Did not wait for the output

jzyxn commented 3 months ago

Quicker_20240512_151305

I used TinyLlama-1.1B-Chat-v1.0 for test(dataset temporal_sequences only have 16 items after deleting), but I didn't see the output after running 30 minutes and the one iteration hadn't completed.

Part of the process is as follows： Quicker_20240512_152130

XinyuanWangCS commented 3 months ago

If I understand correct, this is because the method of PromptAgent uses error examples to do self-reflection. If there is no error, the "while loop" doesn't stop. Later, I will add similar prompt to learn from correct examples. This may solve your issue, but it will be different from the original method in the paper. Also, I'd like to add that PromptAgent or our prompt optimization method is designed for a little bit harder tasks (base model makes errors). If the base model has already been able to solve the task with a simple prompt, then it is not necessary to spend money to optimize prompt for that.

jzyxn commented 3 months ago

Okay, I probably get it.

CSJDeveloper commented 3 months ago

Okay, I probably get it.

I do not think this algorithm can work because the code is totally different from the one reported in the ICLR paper. The main reason is that once there is a problem, the tree structure should be very simple and it should converge even faster.

If the task is simpler, the convergence speed should be faster instead of blocking there (as you reported) without doing anything.

Therefore, I have checked the code, and I personally do not agree with the author.

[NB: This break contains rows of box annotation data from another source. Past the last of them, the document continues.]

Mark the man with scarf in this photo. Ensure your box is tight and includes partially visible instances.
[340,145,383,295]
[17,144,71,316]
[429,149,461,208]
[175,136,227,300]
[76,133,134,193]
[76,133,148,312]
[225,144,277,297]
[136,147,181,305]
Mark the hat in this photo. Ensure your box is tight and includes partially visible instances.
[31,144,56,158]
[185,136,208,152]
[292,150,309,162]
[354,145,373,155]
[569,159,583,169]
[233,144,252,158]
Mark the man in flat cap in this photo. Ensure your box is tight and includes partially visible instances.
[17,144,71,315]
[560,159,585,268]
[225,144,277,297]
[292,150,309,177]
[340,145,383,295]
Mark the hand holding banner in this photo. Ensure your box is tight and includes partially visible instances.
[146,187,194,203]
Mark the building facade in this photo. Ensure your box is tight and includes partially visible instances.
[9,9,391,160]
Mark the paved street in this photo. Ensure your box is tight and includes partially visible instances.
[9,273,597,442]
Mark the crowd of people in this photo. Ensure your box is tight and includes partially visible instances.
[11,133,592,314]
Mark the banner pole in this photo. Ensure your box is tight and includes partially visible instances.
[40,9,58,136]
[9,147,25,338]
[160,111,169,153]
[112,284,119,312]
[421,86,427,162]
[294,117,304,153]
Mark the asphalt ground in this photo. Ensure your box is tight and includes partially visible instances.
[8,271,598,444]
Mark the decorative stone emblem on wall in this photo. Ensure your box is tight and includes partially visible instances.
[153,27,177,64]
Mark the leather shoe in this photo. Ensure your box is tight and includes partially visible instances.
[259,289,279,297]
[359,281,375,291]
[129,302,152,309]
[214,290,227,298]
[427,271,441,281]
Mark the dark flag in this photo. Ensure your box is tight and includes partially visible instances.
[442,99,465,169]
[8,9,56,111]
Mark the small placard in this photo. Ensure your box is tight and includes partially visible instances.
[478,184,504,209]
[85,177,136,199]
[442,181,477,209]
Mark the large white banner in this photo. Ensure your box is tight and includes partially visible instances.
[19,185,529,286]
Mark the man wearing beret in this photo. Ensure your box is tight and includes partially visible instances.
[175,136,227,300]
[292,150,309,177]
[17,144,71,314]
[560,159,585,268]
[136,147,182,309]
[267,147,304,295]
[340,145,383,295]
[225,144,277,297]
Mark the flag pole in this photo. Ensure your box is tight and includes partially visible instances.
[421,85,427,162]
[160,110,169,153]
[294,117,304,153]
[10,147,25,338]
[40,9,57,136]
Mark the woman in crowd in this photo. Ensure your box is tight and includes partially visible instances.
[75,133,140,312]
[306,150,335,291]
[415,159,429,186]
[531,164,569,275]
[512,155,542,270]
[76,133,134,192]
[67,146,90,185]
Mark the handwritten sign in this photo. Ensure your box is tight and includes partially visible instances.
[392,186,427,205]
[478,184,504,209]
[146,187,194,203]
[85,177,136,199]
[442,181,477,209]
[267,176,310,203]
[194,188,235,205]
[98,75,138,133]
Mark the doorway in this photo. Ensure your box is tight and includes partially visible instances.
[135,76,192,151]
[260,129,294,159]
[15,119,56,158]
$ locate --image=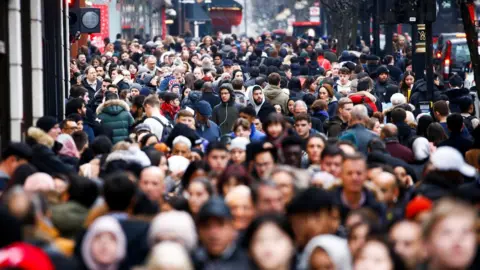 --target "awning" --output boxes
[185,3,210,22]
[209,0,243,10]
[208,0,243,26]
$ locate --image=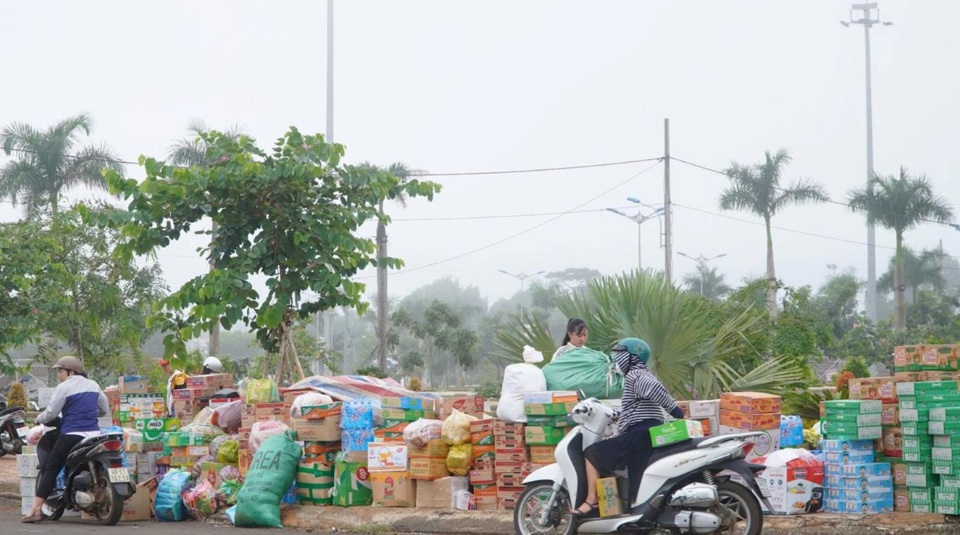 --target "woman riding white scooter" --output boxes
[23,357,110,524]
[574,338,683,518]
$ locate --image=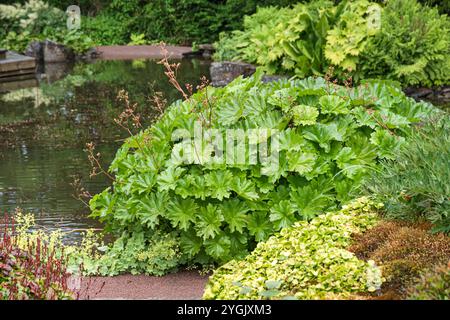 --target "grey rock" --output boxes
[210,61,256,87]
[43,40,75,62]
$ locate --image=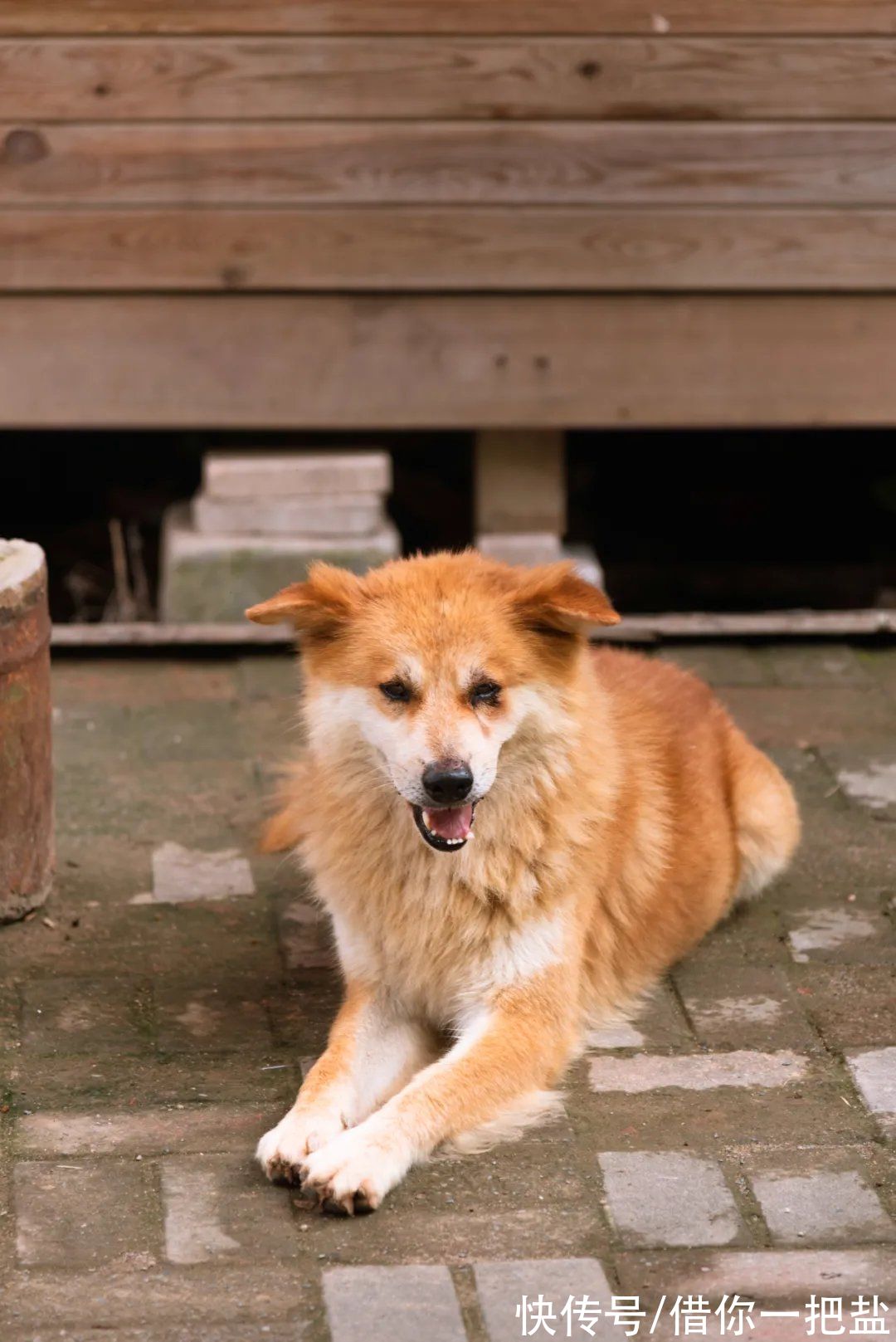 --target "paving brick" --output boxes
[846,1047,896,1135]
[0,1263,317,1342]
[674,961,817,1049]
[821,744,896,816]
[324,1264,465,1342]
[719,686,896,746]
[279,899,335,969]
[9,1049,299,1127]
[51,656,236,711]
[793,964,896,1049]
[657,643,772,686]
[202,450,392,500]
[475,1257,621,1342]
[767,643,872,686]
[782,898,896,964]
[15,1161,157,1270]
[19,1105,270,1155]
[752,1157,896,1246]
[616,1247,896,1299]
[156,979,272,1055]
[590,1049,806,1094]
[577,1051,876,1155]
[22,978,149,1057]
[161,1155,298,1264]
[598,1151,746,1248]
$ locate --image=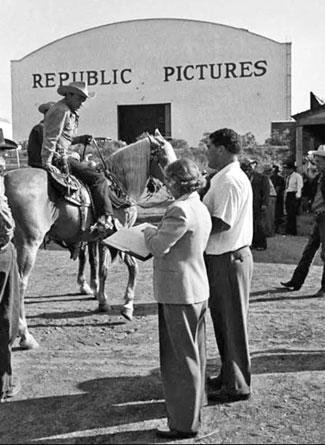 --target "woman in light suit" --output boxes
[144,158,211,439]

So, try other things, and we should wait until the authors make more updates to make this project at least run smoothly.

It is a bit sad, but that's the way it is in the research world, nowadays; stories outweigh implementation.

XinyuanWangCS commented 3 months ago

Thanks for pointing out the issue. I agree with you for simpler task the convergence speed is faster, and it actually is, since the paths will be early stopped if the prompt 0 is very good and new prompts are no better, so the searching tree will be shallower. But there are two things to clarify or discuss. First, what this all-correct "blocks" is self-reflection step, which tries to extract information from data points. It is not MCTS algorithm's problem. Second, we have considered the case when this kind of all correct batch happens, and we will resample batches. But I appologize that we didn't consider what if it's all correct in the whole training set. All correct in the training set means a really good prompt (or the task is solved by the model). It will be a question whether we should even do the searching if the state 0 has already reached the maximum reward, like the robot has already been put at the goal point, should it take any actions then. I can certainly break the loop as you said, making the algorithm converge faster, but if so, the prompt willl not be updated (no new prompts). What the user may expect may be seeing some new prompts, so I am considering adding more to the information extraction part. This will be different from the paper, but make the code more robust for users in the application perspective. Sorry for letting you guys meet these issues. But I think our code is following the method in the paper, not "totally different". I have graduated, so the update of the code is a bit slow, but please bring up any issue you meet, which I will fix later. Hope this can make you feel better about research world.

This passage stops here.